In 2010, all-time heat records were broken in 17 nations (most ever in a year), 12 states and 28 eastern cities. Last summer Iowa capped its wettest 36-month period in 127 years of record-keeping with historic flooding. Russia’s hottest-ever summer produced the worst drought in 50 years, toxic urban smog, its most extensive-ever wildfires, and reduced the wheat harvest by more than a third. Snow and ice continue to decline — spring now comes about a month earlier in Montana than 50 years ago. The May 2010 snow-cover in the Northern hemisphere was the smallest ever recorded in 43 years of satellite measurements. The largest-ever iceberg/island broke-off the Greenland continental glacier during its greatest and earliest melting. In 31 years of recording, the three lowest Arctic ice sheet summer areas occurred during the last four years. Antarctica had its eighth smallest-ever summer sea ice area, but then rebounded to its third largest winter area in a 31-year history — warming atmosphere and ocean speeds melting but greater water vapor increased 2010 Antarctic precipitation. After the largest monsoon rains and flooding in history, one-fifth of Pakistan remained under water, killing 2,000 and affecting over 20 million people. Pakistan also reached 128 degrees F, the highest-ever recorded in Asia. India and China experienced record flooding and landslides. The year 2010 will rank in the top 10 for the number of American tornadoes in 60 years of measurements. Atlantic hurricanes were the second most-numerous in 45 years of satellite monitoring; the most-ever were in 2005. Alex was the strongest June hurricane in 44 years. Finally, Florida experienced its first outbreak of dengue fever in over 70 years as warming temperatures spread disease northward from the tropics.

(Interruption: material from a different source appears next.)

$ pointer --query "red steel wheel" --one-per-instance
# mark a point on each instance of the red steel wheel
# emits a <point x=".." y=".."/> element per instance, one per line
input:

Average global temperature increases are mainly due to rising carbon dioxide pollution from human activities, but depending on location, climate and extreme weather events may be wetter, drier, hotter or even colder than in the past. In 2010, Chile and Bolivia experienced coldest-ever Julys leading to extensive crop failures, high levels of respiratory illnesses and a massive die-off of fish. Northern Brazil saw the worst drought in 40 years while southern Brazil had its heaviest rains in 48 years. Tributaries of the Amazon River had record-low water levels. Overall, Australia had its wettest spring in a 111-year history yet the Southwest had never been drier.

Despite increasing consensus of over 95 percent of global climatologists, Republican majorities at both federal and state levels are blocking progress on climate change. Montana Republicans have tried to eliminate all conservation and alternative energy opportunities. Yet climate change is not going away, and is happening much faster than earlier scientific predictions indicated. America really can’t afford to ignore this issue any longer.

Don Kiehn of Helena, a retired professor and teacher, holds a Ph.D. in biology and for the past two years has written a weather column for the Glacier Reporter.